Pendant que les médiocres s’occupent de BHV

Qui osera le dire: il n’existe pas de problème BHV (Bruxelles, Halle, Vilvoorde).  C’est une invention créée par de médiocres politiciens pour le plus grand bénéfice de leurs intérêts individuels. Grâce à BVH, en focalisant l’attention du public (sans distinction d’appartenance linguistique), sur un détail juridique qui permet aux extrémistes de tout poil de se défouler, les médiocres qui gouvernent la Belgique (sans distinction de parti politique) évitent de s’occuper de détails comme celui mentionné ci-dessous.

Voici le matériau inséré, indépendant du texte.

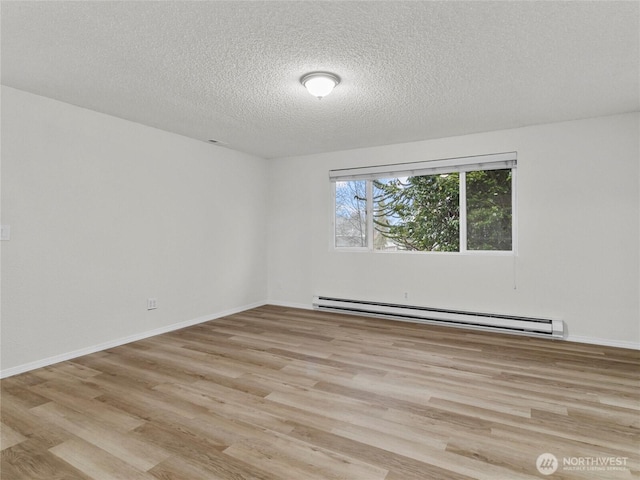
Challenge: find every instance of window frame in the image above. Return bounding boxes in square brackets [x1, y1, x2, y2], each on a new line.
[331, 152, 517, 255]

Comme le souligne une note de Natixis,  » c’est la dette totale, publique et privée, d’un pays qu’il faut regarder pour estimer le degré de risque d’un pays « . Avec ce critère, les pays les plus risqués sont la Belgique et le Royaume-Uni (l’endettement public et privé représentant plus de 300 % du produit intérieur brut (PIB) dans chacun d’eux), l’Espagne (environ 290 %), ensuite viennent l’Irlande, le Portugal, l’Italie (autour de 250 %), la Grèce se situant au même niveau que… l’Allemagne et la France (autour de 220 %). Extrait du Journal Le Monde du 30/10/2010: Article “Comment briser le cycle infernal du surendettement privé et public”

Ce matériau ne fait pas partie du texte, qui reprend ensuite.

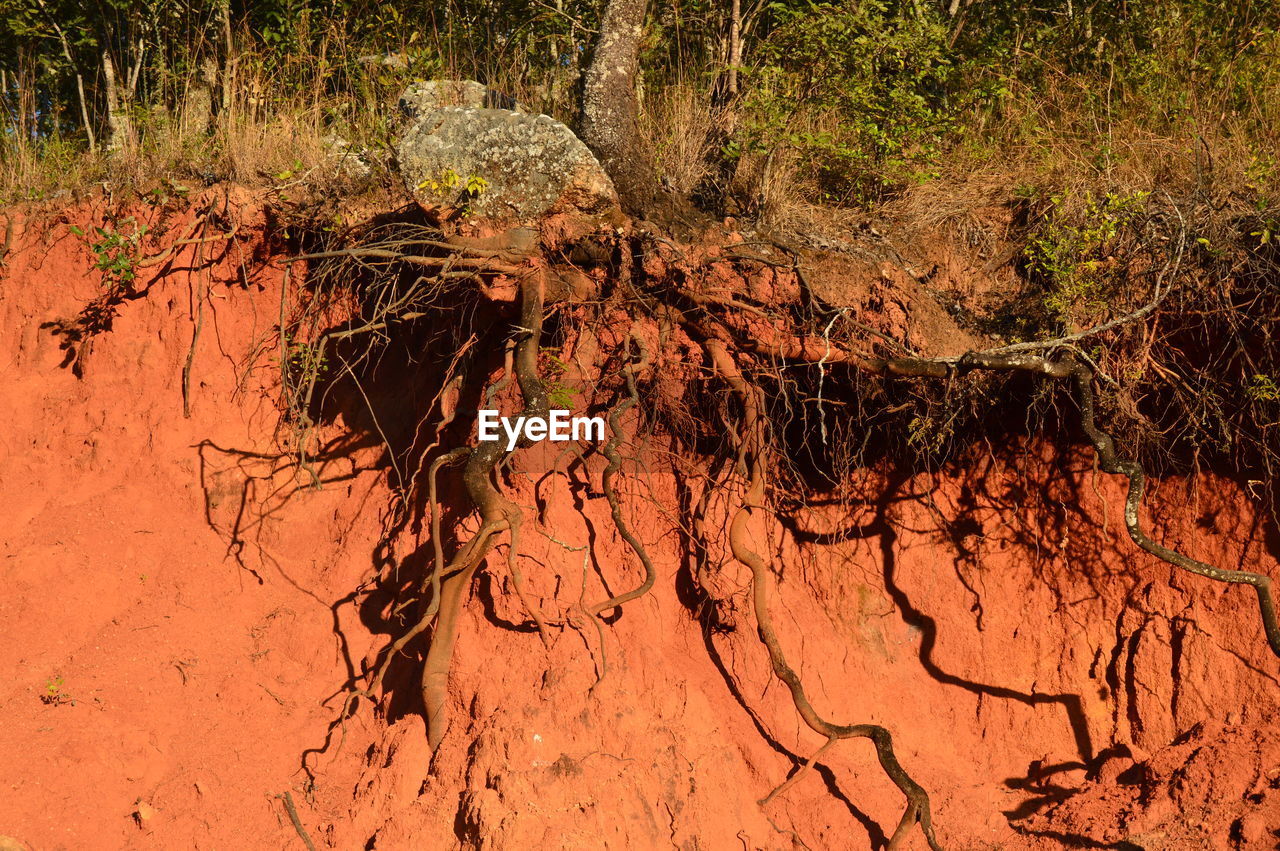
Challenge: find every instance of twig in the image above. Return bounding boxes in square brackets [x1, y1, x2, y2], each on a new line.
[980, 208, 1187, 355]
[182, 212, 213, 417]
[275, 791, 316, 851]
[137, 214, 239, 269]
[286, 247, 525, 274]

Endettement de la Belgique: plus 300% du PIB !!

Mais bon, ce doit être un problème mineur …

Les Belges, pour la deuxième fois de leur histoire sont  sans gouvernement pour une longue période. Pourrions-nous essayer, à l’heure d’Internet et du vote électronique, de vivre sans les partis politiques ?

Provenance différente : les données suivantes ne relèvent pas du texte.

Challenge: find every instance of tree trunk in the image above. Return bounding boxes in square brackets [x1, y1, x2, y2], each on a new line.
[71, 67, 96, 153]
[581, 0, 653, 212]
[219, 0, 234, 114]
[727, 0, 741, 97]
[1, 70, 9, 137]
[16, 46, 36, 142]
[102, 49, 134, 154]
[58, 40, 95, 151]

Qui a besoin de Bart De Wever ou d’Elio Di Ruppo ?

Pourquoi avons nous encore un Parlement et un Sénat ?

A quoi sert un gouvernement si l’absence de celui-ci n’est ressentie par personne ?

Comment pourrions nous réviser la constitution belge pour…

  • donner à chaque citoyen le droit d’exprimer son choix par un vote sur une proposition de loi (libre à chacun d’exercer ce droit)
  • donner au Parlement le pouvoir de préparer les lois (mais pas de les voter)
  • donner au Sénat le pouvoir d’amender les projets en fonction d’intérêts réellement collectifs et non pas communautaires ou sectaristes (mais pas de les voter)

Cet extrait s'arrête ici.